Città del Vaticano , 17 August, 2019 / 2:00 PM
Tanti cadono “sotto i colpi delle prove di vita, si trovano soli e abbandonati” e “sono spesso trattati come numeri di una statistica”. E la speranza è data loro dalla contemplazione del volto di Dio, una contemplazione che è già nel tema del Meeting di Rimini 2019. Il Cardinale Pietro Parolin, segretario di Stato vaticano, in un messaggio inviato a nome di Papa Francesco al vescovo di Rimin Francesco Lambiase, commenta così il tema del Meeting.
Tema che viene direttamente da una poesia di Karol Wojtyla dedicata alla Veronica: “Nacque il tuo nome da ciò che fissavi”. Da 2000 anni, la Chiesa – spiega il Cardinale – annuncia lo sguardo di Cristo su ciascuno di noi, un annuncio che è importante tanto più oggi di fronte ai nostri contemporanei “soli e abbandonati”, come “le migliaia di individui che ogni giorno fuggono da guerre e povertà: prima che numeri, sono volti, persone, nomi e storie”.
Sono persone che non vanno “mai dimenticate, specialmente quando la cultura dello scarto emargina, discrimina e sfrutta, minacciando la dignità della persona”. Perché ci sono tanti “dimenticati” che “hanno urgente bisogno di vedere il volto del Signore per poter ritrovare sé stessi!”
“L’uomo di oggi – si legge ancora nel messaggio - vive spesso nell’insicurezza, camminando come a tentoni, estraneo a sé stesso; sembra non avere più consistenza, tanto è vero che facilmente si lascia afferrare dalla paura”.
La speranza viene, continua il messaggio, dal “fissare lo sguardo sul volto di Gesù e acquistare familiarità con lui”, perché “guardare Gesù purifica la vista e ci prepara a guardare tutto con occhi nuovi”. D’altronde, i poveri e i semplici che guardavano Gesù “ritrovavano sé stessi, si sentivano amati nel profondo da un Amore senza misura”, così come succede all’Innominato nei Promessi Sposi.

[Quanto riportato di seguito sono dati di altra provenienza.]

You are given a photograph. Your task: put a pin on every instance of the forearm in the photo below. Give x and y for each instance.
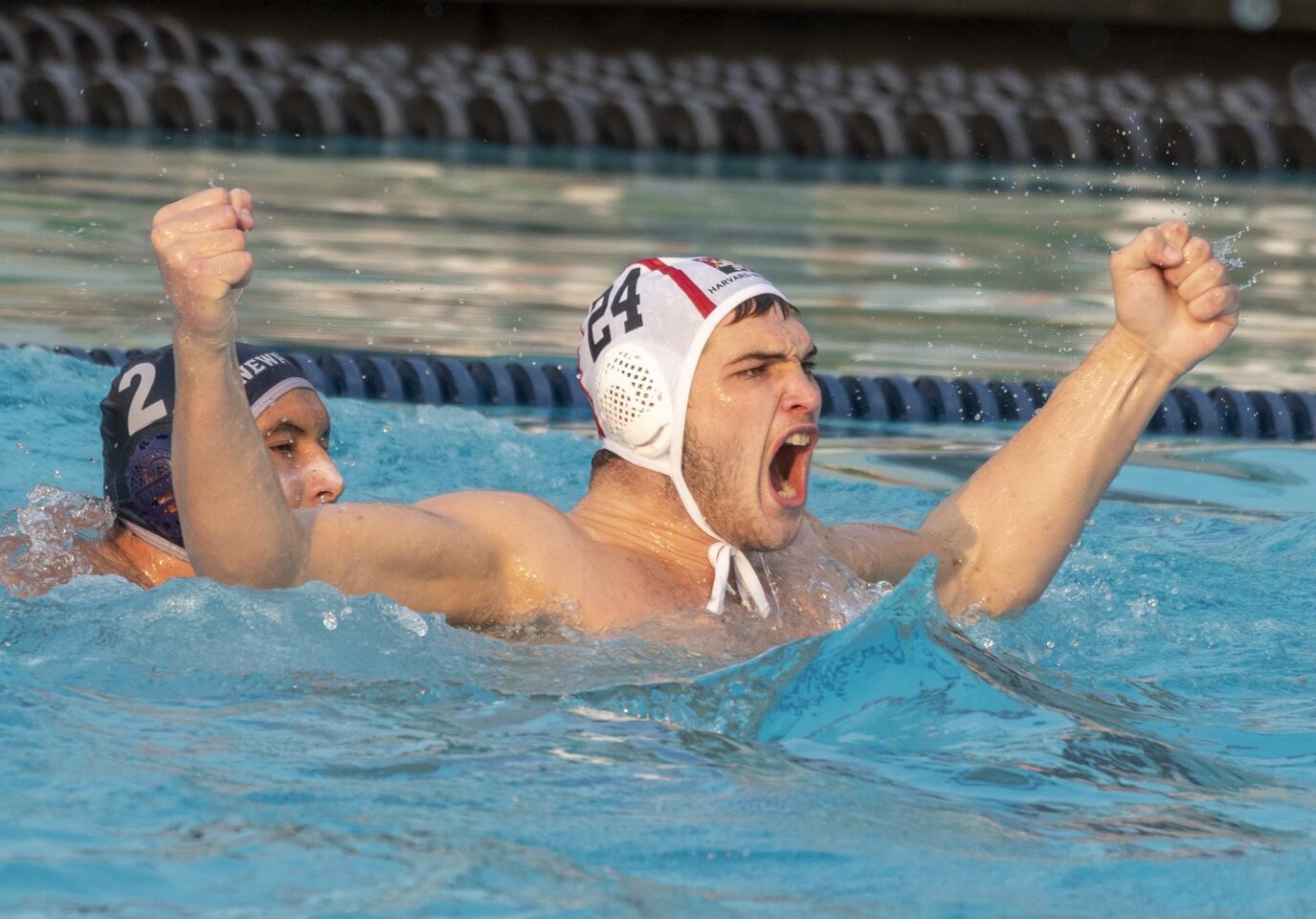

Anche noi – continua il messaggio – “siamo stati guardati, scelti, abbracciati”, cosa tanto più importante “in un’epoca dove le persone sono spesso senza volto, figure anonime perché non hanno nessuno su cui posare gli occhi”.
La poesia di San Giovanni Paolo II, dunque, ricorda che “noi esistiamo in quanto siamo in relazione”, come sperimenta l’apostolo Matteo quando viene chiamato da Gesù.
È questa apertura allo sguardo di Cristo – si legge ancora nel messaggio – che “rende il cristiano una presenza nel mondo diversa da tutte le altre, perché porta l’annuncio di cui – senza saperlo – più hanno sete gli uomini e le donne del nostro tempo: è tra noi Colui che è la speranza della vita”.
Per questo, “saremo ‘originali’ se il nostro volto sarà lo specchio del volto di Cristo risorto. E questo sarà possibile se cresciamo nella consapevolezza a cui Gesù invitava i suoi discepoli”, e diceva loro di non rallegrarsi per i miracoli, ma perché “i loro nomi sono scritti nei cieli”.
“Questa – afferma Papa Francesco - è l’origine della gioia profonda che niente e nessuno ci può togliere: il nostro nome è scritto nei cieli, e non per i nostri meriti, ma per un dono che ciascuno di noi ha ricevuto con il Battesimo. Un dono che siamo chiamati a condividere con tutti, nessuno escluso. Questo significa essere discepoli missionari”.
L’auspicio del Papa è dunque “che il Meeting sia sempre un luogo ospitale, in cui le persone possano ‘fissare dei volti’, facendo esperienza della propria inconfondibile identità”.